I concur. Even without the idea of domestication; an egg is an egg, it may take a great degree of difficulty to specify it any further (within the languages I know, anyway), "a chicken egg", "a duck egg", it takes a great stretch of thought to have egg as being part of a subset of something else: "a variety of edible thing" is pretty much the only way I can imagine it falling within a particular class of things.

A chicken belongs to the set "birds" or "animals" or whatever. There are myriad different bird words in English which are not directly generated from "bird" (although I'm sure some of them are). I would probably argue that a similar process is true in child language acquisition (or, at least, in the early stages thereof). One learns a word applied to all "bird-like-things" and another for "egg-like-things". 

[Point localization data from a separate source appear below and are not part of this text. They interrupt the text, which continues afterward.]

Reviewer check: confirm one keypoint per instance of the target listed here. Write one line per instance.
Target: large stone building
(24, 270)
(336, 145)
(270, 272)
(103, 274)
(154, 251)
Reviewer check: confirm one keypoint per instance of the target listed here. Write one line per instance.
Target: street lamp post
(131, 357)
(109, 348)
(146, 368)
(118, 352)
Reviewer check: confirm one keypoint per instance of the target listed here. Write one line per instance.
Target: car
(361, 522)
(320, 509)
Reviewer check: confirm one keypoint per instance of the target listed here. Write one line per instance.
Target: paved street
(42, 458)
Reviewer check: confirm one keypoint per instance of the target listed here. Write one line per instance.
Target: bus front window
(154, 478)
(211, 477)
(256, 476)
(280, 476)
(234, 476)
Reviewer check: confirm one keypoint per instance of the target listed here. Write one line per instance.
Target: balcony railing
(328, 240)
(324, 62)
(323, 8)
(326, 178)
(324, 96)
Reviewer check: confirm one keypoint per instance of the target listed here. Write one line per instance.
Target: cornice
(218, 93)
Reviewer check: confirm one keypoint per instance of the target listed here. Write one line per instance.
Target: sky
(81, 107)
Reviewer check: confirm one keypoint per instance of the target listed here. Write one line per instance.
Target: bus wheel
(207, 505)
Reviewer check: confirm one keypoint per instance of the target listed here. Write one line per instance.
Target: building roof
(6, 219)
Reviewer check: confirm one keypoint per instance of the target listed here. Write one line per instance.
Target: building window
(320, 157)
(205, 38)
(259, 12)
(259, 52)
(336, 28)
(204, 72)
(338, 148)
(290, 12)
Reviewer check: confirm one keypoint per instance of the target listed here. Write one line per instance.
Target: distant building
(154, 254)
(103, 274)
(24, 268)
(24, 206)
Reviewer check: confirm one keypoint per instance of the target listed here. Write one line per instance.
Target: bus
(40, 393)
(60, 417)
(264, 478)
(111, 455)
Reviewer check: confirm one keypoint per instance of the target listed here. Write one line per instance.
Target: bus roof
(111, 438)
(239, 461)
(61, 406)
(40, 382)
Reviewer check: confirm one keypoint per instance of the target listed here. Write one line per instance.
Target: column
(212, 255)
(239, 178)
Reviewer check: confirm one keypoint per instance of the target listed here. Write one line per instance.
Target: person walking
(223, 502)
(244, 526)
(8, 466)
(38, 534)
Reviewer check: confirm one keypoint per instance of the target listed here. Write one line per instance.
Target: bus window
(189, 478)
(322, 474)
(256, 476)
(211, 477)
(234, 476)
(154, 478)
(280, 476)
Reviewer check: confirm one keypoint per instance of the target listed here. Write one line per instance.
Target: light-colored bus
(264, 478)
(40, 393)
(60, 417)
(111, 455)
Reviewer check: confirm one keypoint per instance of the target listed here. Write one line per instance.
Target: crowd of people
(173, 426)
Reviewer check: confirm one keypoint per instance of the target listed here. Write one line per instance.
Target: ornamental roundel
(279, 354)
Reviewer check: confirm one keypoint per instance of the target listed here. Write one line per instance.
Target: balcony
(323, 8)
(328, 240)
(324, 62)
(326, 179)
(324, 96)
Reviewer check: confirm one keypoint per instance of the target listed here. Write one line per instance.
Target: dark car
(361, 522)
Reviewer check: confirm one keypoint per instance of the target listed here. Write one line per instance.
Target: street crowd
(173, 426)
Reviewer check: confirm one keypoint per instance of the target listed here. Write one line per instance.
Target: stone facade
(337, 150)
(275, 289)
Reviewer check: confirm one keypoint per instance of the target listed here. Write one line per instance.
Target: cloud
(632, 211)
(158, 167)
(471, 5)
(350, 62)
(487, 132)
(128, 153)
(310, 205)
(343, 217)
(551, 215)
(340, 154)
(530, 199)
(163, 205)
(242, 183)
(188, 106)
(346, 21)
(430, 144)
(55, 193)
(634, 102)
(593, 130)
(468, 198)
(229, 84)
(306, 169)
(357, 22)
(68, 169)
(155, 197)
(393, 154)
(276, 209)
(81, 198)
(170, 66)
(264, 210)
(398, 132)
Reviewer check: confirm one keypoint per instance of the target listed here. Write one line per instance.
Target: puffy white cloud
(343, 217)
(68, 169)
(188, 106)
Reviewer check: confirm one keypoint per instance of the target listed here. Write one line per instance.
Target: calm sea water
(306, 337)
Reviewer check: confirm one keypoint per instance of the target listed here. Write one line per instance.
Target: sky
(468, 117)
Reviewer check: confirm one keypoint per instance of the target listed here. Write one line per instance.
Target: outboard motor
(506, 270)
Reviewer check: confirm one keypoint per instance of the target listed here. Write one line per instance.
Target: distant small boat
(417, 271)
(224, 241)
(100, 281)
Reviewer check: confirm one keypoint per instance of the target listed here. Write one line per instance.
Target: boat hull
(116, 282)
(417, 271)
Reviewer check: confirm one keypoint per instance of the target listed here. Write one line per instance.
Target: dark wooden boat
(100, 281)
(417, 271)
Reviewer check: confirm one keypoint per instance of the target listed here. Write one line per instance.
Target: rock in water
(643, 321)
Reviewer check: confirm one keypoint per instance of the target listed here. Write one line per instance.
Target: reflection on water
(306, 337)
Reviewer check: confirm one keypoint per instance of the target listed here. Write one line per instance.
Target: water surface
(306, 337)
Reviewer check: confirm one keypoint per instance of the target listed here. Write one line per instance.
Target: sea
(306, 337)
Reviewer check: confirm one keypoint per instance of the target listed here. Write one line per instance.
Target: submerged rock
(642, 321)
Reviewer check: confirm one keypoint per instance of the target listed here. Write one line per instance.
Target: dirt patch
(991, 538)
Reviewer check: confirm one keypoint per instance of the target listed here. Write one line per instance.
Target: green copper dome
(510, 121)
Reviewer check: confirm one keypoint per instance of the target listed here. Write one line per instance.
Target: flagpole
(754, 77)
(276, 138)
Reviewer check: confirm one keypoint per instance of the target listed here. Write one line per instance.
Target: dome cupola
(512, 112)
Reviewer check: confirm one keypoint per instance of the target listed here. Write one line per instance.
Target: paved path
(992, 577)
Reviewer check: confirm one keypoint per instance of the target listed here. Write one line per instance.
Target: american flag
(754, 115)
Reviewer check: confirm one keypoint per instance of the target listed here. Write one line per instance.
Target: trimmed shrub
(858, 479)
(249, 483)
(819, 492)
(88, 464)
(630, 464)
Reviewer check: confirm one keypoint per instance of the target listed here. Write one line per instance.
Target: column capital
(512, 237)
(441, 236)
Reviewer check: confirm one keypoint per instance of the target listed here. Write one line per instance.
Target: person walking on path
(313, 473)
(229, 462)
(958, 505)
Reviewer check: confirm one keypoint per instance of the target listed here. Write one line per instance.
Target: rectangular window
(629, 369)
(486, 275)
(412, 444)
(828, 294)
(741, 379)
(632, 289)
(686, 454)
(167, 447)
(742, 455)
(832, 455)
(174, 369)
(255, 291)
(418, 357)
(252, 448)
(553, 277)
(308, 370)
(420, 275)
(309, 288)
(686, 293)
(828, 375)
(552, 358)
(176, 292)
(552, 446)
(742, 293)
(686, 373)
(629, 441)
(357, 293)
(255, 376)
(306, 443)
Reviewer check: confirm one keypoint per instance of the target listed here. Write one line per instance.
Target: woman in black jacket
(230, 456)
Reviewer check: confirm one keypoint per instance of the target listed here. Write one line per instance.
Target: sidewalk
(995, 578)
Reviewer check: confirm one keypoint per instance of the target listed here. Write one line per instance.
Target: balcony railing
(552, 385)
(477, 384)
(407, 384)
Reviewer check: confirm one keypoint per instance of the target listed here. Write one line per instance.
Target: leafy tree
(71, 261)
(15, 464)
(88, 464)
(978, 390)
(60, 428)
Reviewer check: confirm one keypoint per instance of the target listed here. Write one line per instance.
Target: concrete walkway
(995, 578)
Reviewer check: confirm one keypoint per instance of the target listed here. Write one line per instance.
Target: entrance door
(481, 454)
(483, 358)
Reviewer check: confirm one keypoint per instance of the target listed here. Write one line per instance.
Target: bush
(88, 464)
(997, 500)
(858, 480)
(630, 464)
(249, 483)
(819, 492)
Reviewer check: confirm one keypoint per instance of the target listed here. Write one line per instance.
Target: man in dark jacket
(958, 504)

The little lad next-door can't differentiate birds yet, but he knows what he likes to eat!

(Although, yes, the egg came first in biological terms)

On 19 Jul 2011, at 14:10, Jim Henry wrote:

> On Tue, Jul 19, 2011 at 8:33 AM, Sam Weston <[log in to unmask]> wrote:
>> Now, if you think about it linguistically, that's a different question: my
>> opinion is that the chicken came first, in this case, because the chicken
>> might have evolved into what it is today before our idea of language did, at
>> all.
> But it seems likely that early hunter-gatherers stole eggs from
> various wild birds' nests long before their agricultural descendants
> domesticated the chicken.   So as for Gary's question -- the *word*
> for egg probably predated any *word* for chicken.